The euro maintained its upward trend against the dollar, rising to the highest level in 10 months on the speech by ECB President Mario Draghi. His view that ‘Deflationary forces have been replaced by reflationary ones’ has helped euro/dollar rise 0.40%, to last trade at 1.1383. Stronger than expected French consumer confidence might have also helped the euro. At a 108, the confidence in June rose above the estimated level of 103 and above May’s 103. In early European session, the markets will be monitoring the release of Italian core inflation for June.
As the euro was consolidating gains, the dollar index, which measures the greenback against a basket of peers, was down 0.18%, at one point hitting 96.165, its lowest intraday-quote since the pre-election period in November of last year.

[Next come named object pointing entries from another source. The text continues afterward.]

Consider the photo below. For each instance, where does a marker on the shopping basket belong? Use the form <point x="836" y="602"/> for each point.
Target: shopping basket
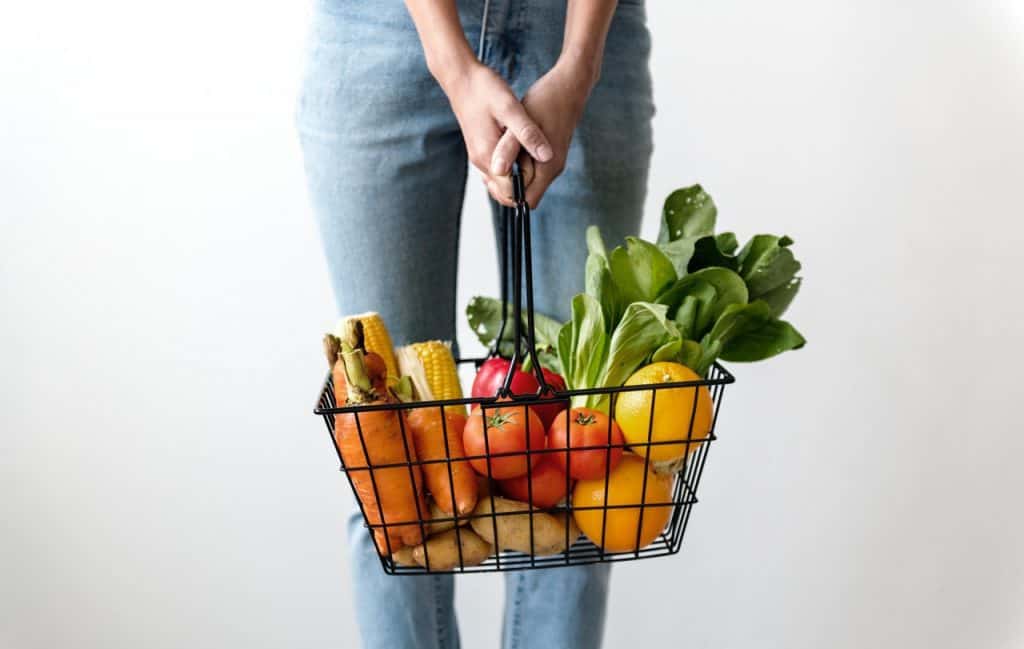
<point x="494" y="522"/>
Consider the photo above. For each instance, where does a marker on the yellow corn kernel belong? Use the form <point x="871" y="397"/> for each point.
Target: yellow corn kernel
<point x="377" y="339"/>
<point x="432" y="370"/>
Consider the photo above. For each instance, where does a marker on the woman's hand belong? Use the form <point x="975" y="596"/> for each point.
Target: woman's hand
<point x="556" y="100"/>
<point x="487" y="112"/>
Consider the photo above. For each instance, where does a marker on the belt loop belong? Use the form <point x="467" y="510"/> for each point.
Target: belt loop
<point x="483" y="29"/>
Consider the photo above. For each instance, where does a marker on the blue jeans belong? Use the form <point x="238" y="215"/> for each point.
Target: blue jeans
<point x="386" y="167"/>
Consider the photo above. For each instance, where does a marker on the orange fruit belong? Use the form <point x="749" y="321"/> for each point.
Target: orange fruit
<point x="674" y="413"/>
<point x="625" y="487"/>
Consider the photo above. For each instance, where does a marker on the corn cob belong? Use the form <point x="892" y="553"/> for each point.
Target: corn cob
<point x="431" y="368"/>
<point x="376" y="338"/>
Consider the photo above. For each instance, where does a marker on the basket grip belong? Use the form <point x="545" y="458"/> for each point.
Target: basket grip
<point x="516" y="268"/>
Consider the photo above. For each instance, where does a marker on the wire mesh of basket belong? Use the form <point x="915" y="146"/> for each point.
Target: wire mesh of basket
<point x="608" y="517"/>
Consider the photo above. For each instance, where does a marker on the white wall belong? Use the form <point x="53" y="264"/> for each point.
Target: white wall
<point x="164" y="484"/>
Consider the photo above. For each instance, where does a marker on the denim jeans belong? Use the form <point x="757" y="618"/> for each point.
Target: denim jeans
<point x="386" y="169"/>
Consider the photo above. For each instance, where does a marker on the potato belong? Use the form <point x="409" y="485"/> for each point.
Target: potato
<point x="513" y="530"/>
<point x="443" y="550"/>
<point x="403" y="557"/>
<point x="441" y="526"/>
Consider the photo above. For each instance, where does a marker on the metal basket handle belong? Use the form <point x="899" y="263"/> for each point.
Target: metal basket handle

Federal Reserve Chair Janet Yellen offered little support for the dollar during her speech last night. She said, ‘it will be appropriate to raise interest rates very gradually’, though she tried to sidestep the topic of US monetary policy. Additionally, the dollar weakened against the yen during the Asian session following the news that the voting on the US healthcare bill was postponed in the Senate. Dollar/yen was last flat on the day, trading at 112.33. US pending home sales for May will be released later in the day.
Sterling has retraced some of yesterday’s gains against the dollar during the Asian trading session. Pound/dollar last traded at 1.2796.
Looking at commodities, WTI oil futures (August 2017 contract) is up slightly today, last trading at $43.87 a barrel. However, it has been pressured after a report of rising US inventories, underpinning a major concern that a three-year supply glut is far from over.
Gold has continued to rise during the Asian session, last trading at $1250.43 an ounce.
The European and the US sessions will also be dominated by another set of monetary policy speeches. ECB President and the governors of Bank of England, Bank of Canada and Bank of Japan are all expected to speak later in the day during a central bank conference in Portugal.